Social media is such a veritable tool for keeping in touch with old friends and loved ones, as well as making new friends, building relationships and networking that it is so easy to get carried away by its ease of use and many other advantages. However, many hardly know more than fifty percent of their “friends” or followers in these virtual communities, and so sharing certain information with total strangers all in the name of being active on the platform or keeping up with what appears to be cool may not be a very wise decision. People have had their accounts hacked and used for identity fraud because they were too loose-lipped with personal information on social media. I have heard of people missing out on jobs because of online comments and photos that were deemed inappropriate by potential employers. I read about a man who lost his job because he was found to have been lying after taking the weekend off under the pretext that he was ill, only to be found posting pictures of himself on Facebook, at a wild party during that same weekend. Apparently, he had forgotten that he linked his Facebook account with his other social networking accounts! Alas, he got caught! And it was too late to repair the damage done. Businesses and careers can be affected in more ways than we could ever have bargained for when we get careless with sensitive information.
Many are not online security savvy, yet see nothing wrong in putting very intimate details of their lives out there. Do we really need to know that you just had a fight with your significant other or that your boss just ticked you off? Some information are not only unnecessary, they can be used to the advantage of a detractor! Personally, I have never been too comfortable with using the location-based check in options available on social networking sites because I am wary of every Tom, Dick and Harry knowing where I am at a particular time. I mean…isn’t it scary to have a total stranger be able to tell exactly where you have lunch each day or that after having lunch you stop by to check on your kids briefly at the creche before resuming work? Yet, people use the check-in option almost always without stopping to think about its implications. If at all key information must be shared then it is important that they are on password protected pages to guarantee some level of security.

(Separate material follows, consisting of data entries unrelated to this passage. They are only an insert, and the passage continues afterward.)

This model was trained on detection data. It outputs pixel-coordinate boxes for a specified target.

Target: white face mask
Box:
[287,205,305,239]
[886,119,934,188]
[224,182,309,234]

Some of us would admit that we have had cause to cringe at some of our past status updates. I know of erstwhile couples who had posted several pictures of happy times on Instagram when the going was good, declaring undying love and words of affirmation that even Romeo would be envious of if he were alive today, but who suddenly found themselves at their wits end when they broke up because the relationship had been so publicized that it was embarrassing for them to admit that it hit the rocks! Of course, they put on an air of bravado and the pictures were deleted anyway, but sure didn’t escape the barrage of questions from relentless busy bodies and rumor mongers under the guise of showing care. I couldn’t help but think that the situation could have been avoided if they had been a little more discreet about their business.
Generally, I believe these aspects of our lives should be kept private by all means as it is absolutely unnecessary information for the general public, I’ll highlight a few of them below in no particular order;
– Home Address: Except you don’t mind receiving uninvited guests at any time of the day.
-Travel/Social Plans: You don’t want some crazy stalker on your trail.
-Company Information: That seemingly harmless moment of indiscretion on your part can cost your company its competitive edge which could in turn translate to lost revenue, and can certainly cost you your job!
-Personal Finance: Except you’re sharing that huge pay with me, I really don’t care how much you earn.
-“Sexcapcades”: Do we really need to know who you’re sleeping with or that you’re the Pimp Master in your neighborhood?
There are several other information that should not be for public consumption, I have only highlighted the ones above because they readily come to mind as those that can be easily abused. Bottom line is – If you are in doubt about whether the content or comment you are about to share on social media could be potentially dangerous, offensive or embarrassing, don’t share it.